Des fouilles archéologiques ont permis de déterminer que des chasseurs-éleveurs avaient immigré de l’Écosse vers l’Irlande vers 7 000 av. J.-C., et que 4 000 ans plus tard, leur société était devenue une société de type agraire. Au IVe siècle av. J.-C., des tribus celtiques venues d’Europe envahirent la région. La population fut divisée en clans (tuatha) et le pays en cinq royaumes : Connaught, Leinster, Meath, Munster et Ulster.

En l’an 432 de notre ère, le missionnaire chrétien saint Patrick arriva en Irlande ; à sa mort, une trentaine d’années plus tard, toute la population de l’île avait été convertie au christianisme.
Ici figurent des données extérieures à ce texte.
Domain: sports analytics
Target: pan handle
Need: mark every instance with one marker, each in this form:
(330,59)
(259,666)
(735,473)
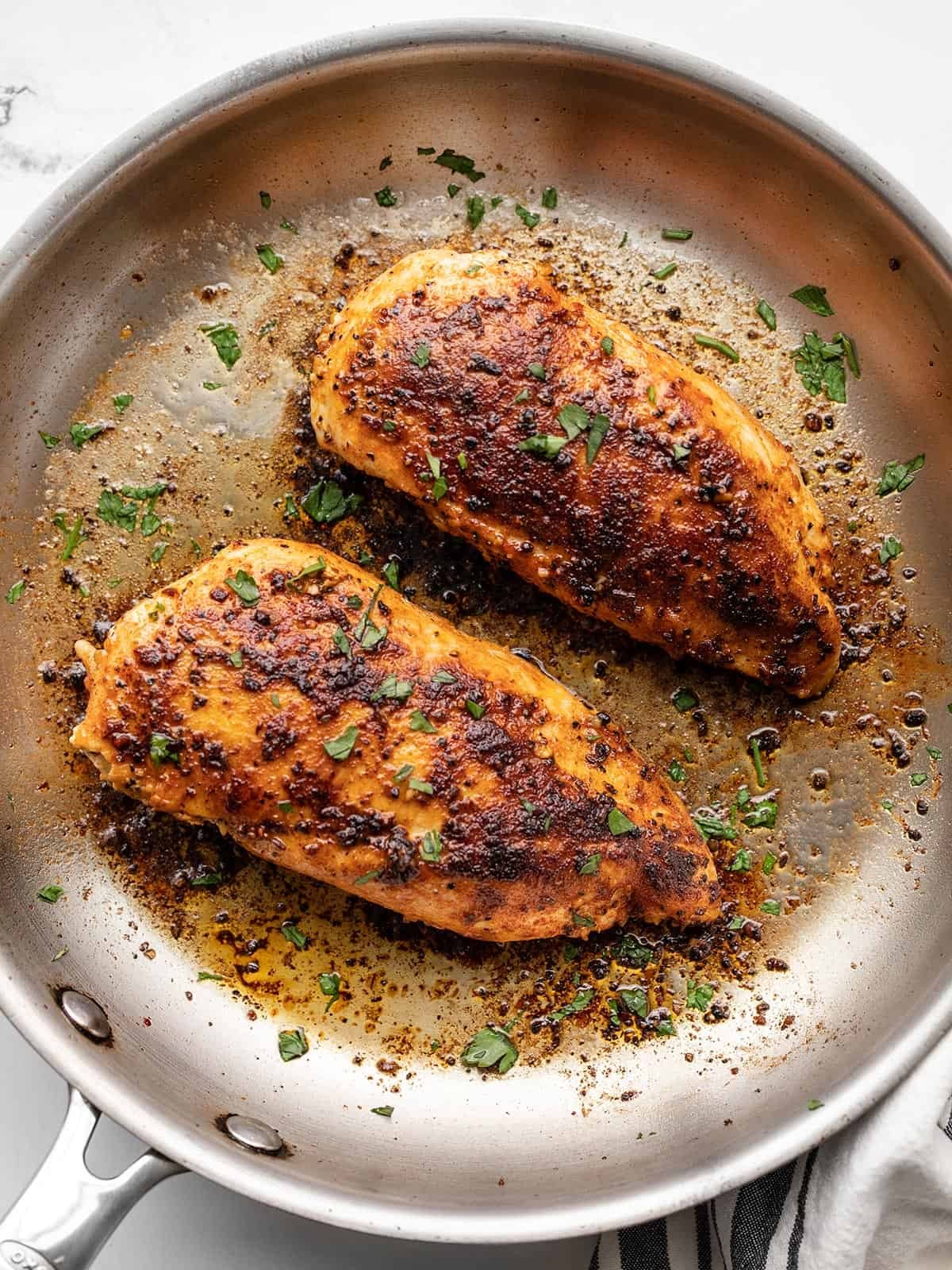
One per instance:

Les moines irlandais commencèrent alors à transcrire l’histoire et les traditions du pays. Les Vikings envahirent et pillèrent une grande partie du pays au début du IXe siècle. Ils fondèrent des villes en bordure des rivières et c’est ainsi que naquirent Dublin, Waterford, Cork et Limerick. Les Vikings furent chassés en 1014, et la région tomba aux mains des Anglais, qui commencèrent à étendre leur domination sur le pays. Au XIIe siècle, le christianisme irlandais passa sous le contrôle de l’Église catholique romaine.

Aux XVIe et XVIIe siècles, pendant la Réforme, les Anglais tentèrent de convertir les Irlandais au protestantisme : ils persécutèrent les prêtres et les évêques, et condamnèrent les pratiques religieuses catholiques. Au cours du XVIIe siècle, ils évincèrent de nombreux Catholiques irlandais du nord et distribuèrent leurs terres aux Protestants anglais et écossais.

Quand Jacques II, qui était catholique, fut sacré roi d’Angleterre en 1685, les Irlandais crurent pouvoir reprendre possession de leurs terres. Mais le roi fut détrôné trois ans plus tard. Il se rendit alors en Irlande, où il leva une armée dans le but de reconquérir le trône. Il dut cependant s’incliner devant le roi protestant, Guillaume III, à la bataille de Boyne, en 1690. Durant les cent années qui suivirent, l’Angleterre renforça son emprise sur l’Irlande, et toutes les richesses du pays passèrent entre les mains des Anglo-Irlandais. En 1798, les Irlandais se rebellèrent contre les Anglais, mais en vain. À l’issue du soulèvement, le parlement irlandais fut aboli, et l’Irlande fut rattachée au Royaume-Uni par l’acte d’Union de 1800. Au cours du XIXe siècle, les Irlandais tentèrent à plusieurs reprises de reprendre le contrôle de leur pays, mais sans succès.

En avril 1916, à Dublin, un groupe de révolutionnaires déclara l’indépendance de l’Irlande : c’est ce que l’on appela la « Révolte de Pâques ». Les Britanniques étouffèrent la révolte, mais celle-ci alimenta le nationalisme irlandais. Lors des élections de 1918, les républicains irlandais obtinrent une majorité de sièges au parlement anglais. Mais plutôt que d’aller à Londres, ils implantèrent leur propre parlement à Dublin. Le 21 janvier 1919, ils déclarèrent à nouveau l’indépendance de l’Irlande, ce qui conduisit à la guerre anglo-irlandaise. Le traité anglo-irlandais de décembre1921 mit fin à la guerre. Les 26 comtés du sud constituèrent le nouvel État libre d’Irlande, et les six comtés du nord, peuplés en grande partie de Protestants, demeurèrent rattachés au Royaume-Uni. Si la Chambre des députés irlandaise accepta le traité, une bonne partie de la population s’y opposa. S’ensuivit une guerre civile qui dura jusqu’en 1923. Le 18 avril 1949, l’État libre d’Irlande rompit tout lien officiel avec la Grande-Bretagne et devint une république indépendante. Les nationalistes irlandais espèrent que le XXIe siècle verra enfin la réunification des deux Irlandes.